Андрей Леонидович: Николай Иванович, вот пока Вы рассказывали, я не утерпел и открыл Вашу книгу на 12-й странице и увидел очень интересную фотографию: улыбающийся Карл Густав Маннергейм и не менее улыбчивый Герман Геринг.
Николай Иванович: Андрей Леонидович, я должен Вам сказать, что если бы я от себя сейчас начал характеризовать начало этой дружбы двух этих лиц, о которых Вы сейчас сказали, то наши радиослушатели могли бы засомневаться и подумать, что я как-то от себя это придумываю, не основываясь на конкретных источниках. Я бы здесь привёл один небольшой отрывок из книги известного в Финляндии академика В. Мери. Книга специально посвящена Маннергейму, биографическая книга, причём В. Мери рассматривает взаимосвязи Маннергейма с германским руководством и показывает, как в частности Маннергейм сдружился с Герингом.

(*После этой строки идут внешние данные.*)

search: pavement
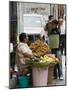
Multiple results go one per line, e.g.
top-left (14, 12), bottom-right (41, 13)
top-left (48, 55), bottom-right (66, 86)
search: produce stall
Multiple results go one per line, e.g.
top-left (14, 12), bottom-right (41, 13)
top-left (27, 40), bottom-right (59, 86)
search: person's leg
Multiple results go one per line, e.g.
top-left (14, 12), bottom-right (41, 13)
top-left (57, 64), bottom-right (61, 79)
top-left (54, 65), bottom-right (57, 79)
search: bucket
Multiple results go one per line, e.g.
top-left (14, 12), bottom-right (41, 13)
top-left (18, 75), bottom-right (30, 88)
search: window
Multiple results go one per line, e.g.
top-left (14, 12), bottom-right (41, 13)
top-left (24, 16), bottom-right (42, 27)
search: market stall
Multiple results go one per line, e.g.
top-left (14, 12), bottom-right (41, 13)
top-left (27, 40), bottom-right (59, 86)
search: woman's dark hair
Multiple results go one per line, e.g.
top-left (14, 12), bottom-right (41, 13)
top-left (19, 33), bottom-right (26, 42)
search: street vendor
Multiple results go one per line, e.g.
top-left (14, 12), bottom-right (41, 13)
top-left (16, 33), bottom-right (32, 74)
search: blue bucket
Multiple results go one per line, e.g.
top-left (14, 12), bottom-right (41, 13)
top-left (18, 75), bottom-right (30, 88)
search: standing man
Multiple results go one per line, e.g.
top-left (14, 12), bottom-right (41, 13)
top-left (44, 15), bottom-right (53, 44)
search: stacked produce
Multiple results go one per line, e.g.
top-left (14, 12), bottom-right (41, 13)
top-left (27, 39), bottom-right (59, 68)
top-left (30, 40), bottom-right (51, 56)
top-left (40, 54), bottom-right (59, 64)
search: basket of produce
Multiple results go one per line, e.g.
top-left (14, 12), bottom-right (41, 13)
top-left (27, 54), bottom-right (59, 86)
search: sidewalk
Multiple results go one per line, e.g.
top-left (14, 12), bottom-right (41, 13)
top-left (48, 56), bottom-right (66, 86)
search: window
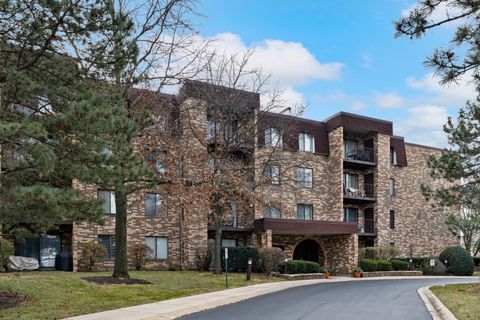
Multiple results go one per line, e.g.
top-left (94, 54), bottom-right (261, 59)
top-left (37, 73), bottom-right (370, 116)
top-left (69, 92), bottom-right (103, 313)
top-left (343, 139), bottom-right (358, 159)
top-left (297, 168), bottom-right (313, 188)
top-left (390, 178), bottom-right (395, 196)
top-left (343, 173), bottom-right (358, 192)
top-left (155, 160), bottom-right (166, 173)
top-left (145, 237), bottom-right (168, 260)
top-left (297, 204), bottom-right (313, 220)
top-left (298, 132), bottom-right (315, 152)
top-left (390, 210), bottom-right (395, 229)
top-left (264, 128), bottom-right (283, 148)
top-left (222, 239), bottom-right (237, 248)
top-left (145, 193), bottom-right (162, 217)
top-left (263, 163), bottom-right (280, 184)
top-left (390, 148), bottom-right (397, 166)
top-left (343, 208), bottom-right (358, 222)
top-left (207, 121), bottom-right (219, 139)
top-left (102, 146), bottom-right (113, 158)
top-left (98, 235), bottom-right (115, 259)
top-left (224, 121), bottom-right (237, 141)
top-left (263, 204), bottom-right (281, 219)
top-left (98, 190), bottom-right (117, 214)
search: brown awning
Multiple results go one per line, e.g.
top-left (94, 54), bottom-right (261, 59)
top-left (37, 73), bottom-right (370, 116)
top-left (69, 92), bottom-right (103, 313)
top-left (255, 218), bottom-right (358, 235)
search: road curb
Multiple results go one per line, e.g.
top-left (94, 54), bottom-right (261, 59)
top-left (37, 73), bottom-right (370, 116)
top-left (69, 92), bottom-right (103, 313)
top-left (417, 286), bottom-right (457, 320)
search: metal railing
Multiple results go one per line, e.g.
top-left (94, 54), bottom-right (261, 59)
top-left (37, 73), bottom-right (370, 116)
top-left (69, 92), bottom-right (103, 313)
top-left (363, 219), bottom-right (375, 233)
top-left (345, 148), bottom-right (375, 162)
top-left (343, 183), bottom-right (374, 199)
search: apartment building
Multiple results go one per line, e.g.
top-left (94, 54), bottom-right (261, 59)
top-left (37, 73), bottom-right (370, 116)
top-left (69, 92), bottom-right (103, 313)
top-left (8, 82), bottom-right (458, 272)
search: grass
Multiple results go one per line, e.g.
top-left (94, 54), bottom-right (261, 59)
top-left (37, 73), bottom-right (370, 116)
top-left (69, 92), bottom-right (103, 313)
top-left (0, 271), bottom-right (278, 320)
top-left (430, 283), bottom-right (480, 320)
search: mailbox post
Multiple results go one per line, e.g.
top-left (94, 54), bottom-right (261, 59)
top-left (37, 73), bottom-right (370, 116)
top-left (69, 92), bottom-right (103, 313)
top-left (247, 258), bottom-right (252, 281)
top-left (225, 248), bottom-right (228, 288)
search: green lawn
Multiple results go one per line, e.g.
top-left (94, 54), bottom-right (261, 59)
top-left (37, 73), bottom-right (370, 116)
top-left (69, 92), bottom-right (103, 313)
top-left (430, 283), bottom-right (480, 320)
top-left (0, 271), bottom-right (279, 320)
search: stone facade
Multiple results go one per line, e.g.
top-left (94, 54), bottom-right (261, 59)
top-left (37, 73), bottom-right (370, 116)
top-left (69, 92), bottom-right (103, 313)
top-left (10, 82), bottom-right (458, 273)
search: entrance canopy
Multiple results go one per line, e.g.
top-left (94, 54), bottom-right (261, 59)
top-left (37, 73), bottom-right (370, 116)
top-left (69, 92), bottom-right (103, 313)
top-left (255, 218), bottom-right (358, 235)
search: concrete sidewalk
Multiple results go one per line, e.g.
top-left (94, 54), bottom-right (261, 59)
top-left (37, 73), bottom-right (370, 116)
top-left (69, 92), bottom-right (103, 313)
top-left (68, 276), bottom-right (474, 320)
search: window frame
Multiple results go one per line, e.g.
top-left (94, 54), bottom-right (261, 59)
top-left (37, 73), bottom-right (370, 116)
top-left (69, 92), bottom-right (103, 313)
top-left (298, 132), bottom-right (315, 153)
top-left (297, 167), bottom-right (313, 189)
top-left (144, 192), bottom-right (165, 217)
top-left (221, 238), bottom-right (238, 248)
top-left (389, 178), bottom-right (396, 197)
top-left (97, 189), bottom-right (117, 215)
top-left (296, 203), bottom-right (313, 221)
top-left (263, 162), bottom-right (280, 185)
top-left (390, 147), bottom-right (398, 166)
top-left (263, 127), bottom-right (283, 149)
top-left (144, 236), bottom-right (170, 261)
top-left (389, 209), bottom-right (395, 230)
top-left (343, 207), bottom-right (359, 222)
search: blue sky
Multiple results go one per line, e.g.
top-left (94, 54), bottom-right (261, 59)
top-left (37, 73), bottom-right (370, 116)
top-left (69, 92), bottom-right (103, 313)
top-left (192, 0), bottom-right (474, 146)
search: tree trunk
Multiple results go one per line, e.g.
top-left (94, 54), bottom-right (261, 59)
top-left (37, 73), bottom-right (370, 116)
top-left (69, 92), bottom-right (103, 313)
top-left (112, 188), bottom-right (130, 279)
top-left (213, 223), bottom-right (223, 274)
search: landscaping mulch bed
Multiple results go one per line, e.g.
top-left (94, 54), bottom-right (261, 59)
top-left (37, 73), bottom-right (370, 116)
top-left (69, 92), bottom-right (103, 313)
top-left (81, 277), bottom-right (152, 284)
top-left (0, 289), bottom-right (27, 310)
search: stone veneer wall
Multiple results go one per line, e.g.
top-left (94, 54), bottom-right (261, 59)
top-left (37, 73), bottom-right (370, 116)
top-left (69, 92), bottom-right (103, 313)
top-left (272, 234), bottom-right (358, 273)
top-left (375, 139), bottom-right (459, 256)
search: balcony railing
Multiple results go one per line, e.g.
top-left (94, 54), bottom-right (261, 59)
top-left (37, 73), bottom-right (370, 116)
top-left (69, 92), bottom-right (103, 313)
top-left (345, 148), bottom-right (375, 162)
top-left (343, 183), bottom-right (374, 199)
top-left (362, 219), bottom-right (375, 233)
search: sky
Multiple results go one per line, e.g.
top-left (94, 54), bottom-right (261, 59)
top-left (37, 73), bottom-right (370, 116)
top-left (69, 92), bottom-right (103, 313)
top-left (190, 0), bottom-right (475, 147)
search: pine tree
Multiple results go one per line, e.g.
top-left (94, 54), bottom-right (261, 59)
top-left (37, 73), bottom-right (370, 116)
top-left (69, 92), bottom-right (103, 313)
top-left (395, 0), bottom-right (480, 254)
top-left (0, 1), bottom-right (116, 236)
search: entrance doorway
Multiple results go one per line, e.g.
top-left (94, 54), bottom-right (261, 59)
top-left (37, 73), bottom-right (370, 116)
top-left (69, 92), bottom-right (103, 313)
top-left (293, 240), bottom-right (320, 262)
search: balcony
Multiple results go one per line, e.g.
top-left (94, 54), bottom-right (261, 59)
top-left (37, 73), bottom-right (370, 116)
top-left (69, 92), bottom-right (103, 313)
top-left (343, 148), bottom-right (375, 169)
top-left (360, 219), bottom-right (375, 236)
top-left (255, 218), bottom-right (358, 235)
top-left (343, 183), bottom-right (375, 203)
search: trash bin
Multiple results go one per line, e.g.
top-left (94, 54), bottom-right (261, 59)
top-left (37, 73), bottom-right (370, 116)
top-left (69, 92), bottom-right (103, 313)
top-left (57, 251), bottom-right (72, 271)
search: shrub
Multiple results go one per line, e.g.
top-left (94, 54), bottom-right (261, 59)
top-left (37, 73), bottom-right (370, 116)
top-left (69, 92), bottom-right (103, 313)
top-left (360, 259), bottom-right (378, 272)
top-left (377, 260), bottom-right (393, 271)
top-left (421, 258), bottom-right (447, 276)
top-left (80, 241), bottom-right (107, 271)
top-left (258, 248), bottom-right (285, 276)
top-left (129, 243), bottom-right (150, 271)
top-left (287, 260), bottom-right (320, 274)
top-left (395, 257), bottom-right (431, 269)
top-left (222, 247), bottom-right (261, 272)
top-left (390, 259), bottom-right (408, 270)
top-left (0, 239), bottom-right (15, 270)
top-left (360, 246), bottom-right (400, 260)
top-left (473, 257), bottom-right (480, 267)
top-left (439, 247), bottom-right (475, 276)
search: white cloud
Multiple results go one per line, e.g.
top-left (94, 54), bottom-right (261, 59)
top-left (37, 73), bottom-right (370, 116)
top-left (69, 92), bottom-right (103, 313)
top-left (204, 32), bottom-right (345, 104)
top-left (395, 105), bottom-right (448, 147)
top-left (373, 91), bottom-right (405, 109)
top-left (407, 73), bottom-right (476, 107)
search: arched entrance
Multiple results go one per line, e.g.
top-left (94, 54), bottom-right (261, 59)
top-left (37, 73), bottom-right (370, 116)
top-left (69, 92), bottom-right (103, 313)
top-left (293, 240), bottom-right (320, 262)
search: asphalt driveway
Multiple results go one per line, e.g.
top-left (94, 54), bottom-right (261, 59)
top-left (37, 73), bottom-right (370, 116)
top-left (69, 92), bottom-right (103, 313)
top-left (180, 278), bottom-right (480, 320)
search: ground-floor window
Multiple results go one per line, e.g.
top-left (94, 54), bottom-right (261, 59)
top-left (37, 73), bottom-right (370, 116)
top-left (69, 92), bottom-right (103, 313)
top-left (222, 239), bottom-right (237, 248)
top-left (98, 235), bottom-right (115, 259)
top-left (145, 237), bottom-right (168, 260)
top-left (343, 208), bottom-right (358, 222)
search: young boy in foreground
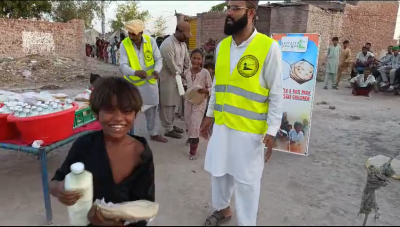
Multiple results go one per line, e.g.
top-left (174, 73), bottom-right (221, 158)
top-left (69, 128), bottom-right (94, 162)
top-left (350, 68), bottom-right (378, 97)
top-left (50, 77), bottom-right (155, 226)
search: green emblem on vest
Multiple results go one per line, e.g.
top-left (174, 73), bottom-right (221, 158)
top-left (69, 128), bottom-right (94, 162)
top-left (144, 50), bottom-right (153, 61)
top-left (236, 55), bottom-right (260, 78)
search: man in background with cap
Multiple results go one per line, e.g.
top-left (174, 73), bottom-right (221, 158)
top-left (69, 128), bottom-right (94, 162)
top-left (201, 1), bottom-right (283, 226)
top-left (119, 20), bottom-right (167, 143)
top-left (160, 21), bottom-right (192, 139)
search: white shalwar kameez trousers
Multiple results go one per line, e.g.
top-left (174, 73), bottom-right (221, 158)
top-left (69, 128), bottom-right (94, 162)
top-left (204, 30), bottom-right (283, 226)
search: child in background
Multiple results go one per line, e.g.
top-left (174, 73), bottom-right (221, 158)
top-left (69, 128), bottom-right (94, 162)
top-left (50, 77), bottom-right (155, 226)
top-left (103, 42), bottom-right (108, 63)
top-left (184, 49), bottom-right (212, 160)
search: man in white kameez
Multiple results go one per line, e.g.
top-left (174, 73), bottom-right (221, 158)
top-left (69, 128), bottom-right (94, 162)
top-left (324, 37), bottom-right (340, 89)
top-left (119, 20), bottom-right (168, 143)
top-left (201, 1), bottom-right (283, 226)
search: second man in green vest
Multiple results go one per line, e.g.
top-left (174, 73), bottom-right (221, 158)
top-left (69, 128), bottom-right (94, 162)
top-left (120, 20), bottom-right (167, 143)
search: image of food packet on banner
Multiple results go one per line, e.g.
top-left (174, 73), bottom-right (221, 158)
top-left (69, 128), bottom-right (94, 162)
top-left (272, 34), bottom-right (319, 156)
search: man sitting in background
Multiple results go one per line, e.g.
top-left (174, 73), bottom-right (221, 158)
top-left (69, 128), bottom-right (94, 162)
top-left (352, 46), bottom-right (374, 77)
top-left (379, 46), bottom-right (400, 91)
top-left (381, 46), bottom-right (393, 62)
top-left (350, 68), bottom-right (378, 97)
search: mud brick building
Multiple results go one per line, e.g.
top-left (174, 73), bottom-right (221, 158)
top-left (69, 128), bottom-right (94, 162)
top-left (0, 19), bottom-right (85, 57)
top-left (183, 1), bottom-right (399, 79)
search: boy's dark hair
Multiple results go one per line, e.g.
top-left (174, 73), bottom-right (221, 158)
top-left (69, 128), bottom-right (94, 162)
top-left (190, 49), bottom-right (204, 58)
top-left (204, 61), bottom-right (215, 69)
top-left (89, 76), bottom-right (143, 115)
top-left (89, 73), bottom-right (101, 85)
top-left (293, 121), bottom-right (303, 128)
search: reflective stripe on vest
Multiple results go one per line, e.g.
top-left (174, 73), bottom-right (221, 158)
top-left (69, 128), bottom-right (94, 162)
top-left (214, 33), bottom-right (274, 134)
top-left (122, 35), bottom-right (157, 86)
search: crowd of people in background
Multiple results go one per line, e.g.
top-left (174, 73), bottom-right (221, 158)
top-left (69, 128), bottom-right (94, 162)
top-left (324, 37), bottom-right (400, 97)
top-left (86, 36), bottom-right (123, 65)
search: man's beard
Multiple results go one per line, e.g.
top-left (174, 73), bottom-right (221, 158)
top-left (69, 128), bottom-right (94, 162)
top-left (224, 14), bottom-right (249, 35)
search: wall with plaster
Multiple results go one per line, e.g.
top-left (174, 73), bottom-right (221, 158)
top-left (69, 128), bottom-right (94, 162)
top-left (0, 19), bottom-right (85, 58)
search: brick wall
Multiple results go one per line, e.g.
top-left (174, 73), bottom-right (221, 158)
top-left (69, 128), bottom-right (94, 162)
top-left (340, 1), bottom-right (399, 58)
top-left (307, 5), bottom-right (343, 80)
top-left (256, 6), bottom-right (271, 36)
top-left (196, 12), bottom-right (226, 47)
top-left (270, 5), bottom-right (308, 34)
top-left (0, 19), bottom-right (85, 57)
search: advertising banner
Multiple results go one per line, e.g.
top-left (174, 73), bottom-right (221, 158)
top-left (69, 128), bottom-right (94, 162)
top-left (272, 33), bottom-right (320, 156)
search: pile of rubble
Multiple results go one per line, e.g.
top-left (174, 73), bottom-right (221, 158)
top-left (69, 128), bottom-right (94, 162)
top-left (0, 55), bottom-right (90, 88)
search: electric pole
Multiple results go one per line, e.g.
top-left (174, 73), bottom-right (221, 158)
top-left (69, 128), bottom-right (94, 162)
top-left (101, 0), bottom-right (106, 39)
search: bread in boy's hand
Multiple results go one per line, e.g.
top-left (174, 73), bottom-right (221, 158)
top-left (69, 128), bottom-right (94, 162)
top-left (95, 200), bottom-right (159, 221)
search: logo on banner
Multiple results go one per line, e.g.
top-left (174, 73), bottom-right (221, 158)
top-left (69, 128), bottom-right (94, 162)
top-left (237, 55), bottom-right (260, 78)
top-left (144, 50), bottom-right (153, 61)
top-left (281, 36), bottom-right (308, 53)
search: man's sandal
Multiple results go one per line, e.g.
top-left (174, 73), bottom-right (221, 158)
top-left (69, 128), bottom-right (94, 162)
top-left (204, 210), bottom-right (232, 226)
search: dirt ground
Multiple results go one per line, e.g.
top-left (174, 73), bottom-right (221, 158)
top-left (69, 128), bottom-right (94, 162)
top-left (0, 66), bottom-right (400, 226)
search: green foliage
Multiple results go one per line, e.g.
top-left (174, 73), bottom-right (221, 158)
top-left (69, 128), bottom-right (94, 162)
top-left (154, 16), bottom-right (167, 37)
top-left (110, 1), bottom-right (151, 31)
top-left (0, 0), bottom-right (51, 19)
top-left (210, 2), bottom-right (228, 12)
top-left (52, 0), bottom-right (109, 28)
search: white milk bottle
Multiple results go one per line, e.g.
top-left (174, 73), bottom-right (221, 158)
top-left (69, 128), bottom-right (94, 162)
top-left (64, 162), bottom-right (93, 226)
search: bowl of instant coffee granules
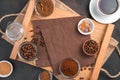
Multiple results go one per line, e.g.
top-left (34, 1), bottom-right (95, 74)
top-left (59, 58), bottom-right (80, 78)
top-left (0, 60), bottom-right (13, 78)
top-left (18, 41), bottom-right (37, 61)
top-left (82, 39), bottom-right (99, 56)
top-left (35, 0), bottom-right (55, 17)
top-left (38, 70), bottom-right (52, 80)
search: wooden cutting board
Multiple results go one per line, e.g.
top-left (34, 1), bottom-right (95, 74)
top-left (10, 0), bottom-right (114, 80)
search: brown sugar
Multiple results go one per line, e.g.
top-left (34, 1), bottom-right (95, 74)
top-left (0, 62), bottom-right (11, 75)
top-left (60, 59), bottom-right (78, 77)
top-left (36, 0), bottom-right (54, 16)
top-left (40, 71), bottom-right (50, 80)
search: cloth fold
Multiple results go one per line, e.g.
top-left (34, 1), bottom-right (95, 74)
top-left (33, 16), bottom-right (95, 74)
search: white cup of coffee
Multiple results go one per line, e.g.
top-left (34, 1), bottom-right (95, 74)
top-left (0, 60), bottom-right (13, 78)
top-left (96, 0), bottom-right (120, 15)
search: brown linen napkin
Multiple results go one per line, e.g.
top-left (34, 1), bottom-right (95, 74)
top-left (33, 17), bottom-right (95, 74)
top-left (31, 26), bottom-right (50, 67)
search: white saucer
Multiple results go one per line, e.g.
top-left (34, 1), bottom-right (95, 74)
top-left (89, 0), bottom-right (120, 24)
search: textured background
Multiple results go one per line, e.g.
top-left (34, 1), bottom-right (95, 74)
top-left (62, 0), bottom-right (120, 80)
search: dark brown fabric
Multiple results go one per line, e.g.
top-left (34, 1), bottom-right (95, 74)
top-left (33, 17), bottom-right (95, 73)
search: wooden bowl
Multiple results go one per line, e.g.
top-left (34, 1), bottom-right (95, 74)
top-left (82, 39), bottom-right (99, 56)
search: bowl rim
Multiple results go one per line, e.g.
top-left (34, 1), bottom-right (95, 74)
top-left (18, 41), bottom-right (38, 61)
top-left (77, 18), bottom-right (94, 35)
top-left (59, 58), bottom-right (81, 79)
top-left (0, 60), bottom-right (13, 78)
top-left (82, 39), bottom-right (99, 56)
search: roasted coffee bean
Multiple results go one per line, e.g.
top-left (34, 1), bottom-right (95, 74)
top-left (83, 40), bottom-right (99, 54)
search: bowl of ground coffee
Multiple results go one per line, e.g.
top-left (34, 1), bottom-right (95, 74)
top-left (35, 0), bottom-right (55, 17)
top-left (0, 60), bottom-right (13, 77)
top-left (82, 39), bottom-right (99, 56)
top-left (38, 70), bottom-right (52, 80)
top-left (18, 41), bottom-right (37, 61)
top-left (59, 58), bottom-right (80, 78)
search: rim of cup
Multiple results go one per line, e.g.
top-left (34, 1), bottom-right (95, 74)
top-left (0, 60), bottom-right (13, 78)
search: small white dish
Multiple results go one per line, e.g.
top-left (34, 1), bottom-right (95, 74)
top-left (0, 60), bottom-right (13, 78)
top-left (89, 0), bottom-right (120, 24)
top-left (77, 18), bottom-right (94, 35)
top-left (5, 22), bottom-right (24, 41)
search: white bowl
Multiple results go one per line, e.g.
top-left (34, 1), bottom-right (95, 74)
top-left (0, 60), bottom-right (13, 78)
top-left (77, 18), bottom-right (94, 35)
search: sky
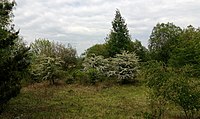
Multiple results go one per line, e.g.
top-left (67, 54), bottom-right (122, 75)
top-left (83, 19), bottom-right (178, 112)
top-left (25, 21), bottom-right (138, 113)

Вот что он пишет: «В 1934 году в Берлине Маннергейм довольно близко сошелся с Герингом, ближайшим соратником Гитлера. Отношения эти он поддерживал весьма долго. Ездил в Восточную Пруссию охотиться в угодьях Геринга. Геринг во время своего длительного пребывания в Швеции завязал знакомства в высших кругах страны, а в замке графа фон Русена нашел свою возлюбленную и будущую жену. Этот самый фон Русен в 1918 году подарил белой армии Маннергейма первый самолет со свастикой на борту. Эта эмблема по приказу Маннергейма вошла в символику и наградные знаки молодой республики. У Маннергейма и Геринга были общие шведские друзья и знакомые, их отношения нельзя назвать поверхностными и формальными».
Владимир Николаевич: При этом я хотел бы добавить, что Герман Геринг был фактически вторым человеком в рейхе. То есть это весьма серьёзная фигура. И более того, это человек, который фактически курировал страны Северной Европы. В Третьем Рейхе он непосредственно занимался проблемами, связанными со странами Северной Европы. Это весьма важный момент, и не случайно, поэтому у Маннергейма, как мне представляется, сложились такие дружественные отношения с Германом Герингом.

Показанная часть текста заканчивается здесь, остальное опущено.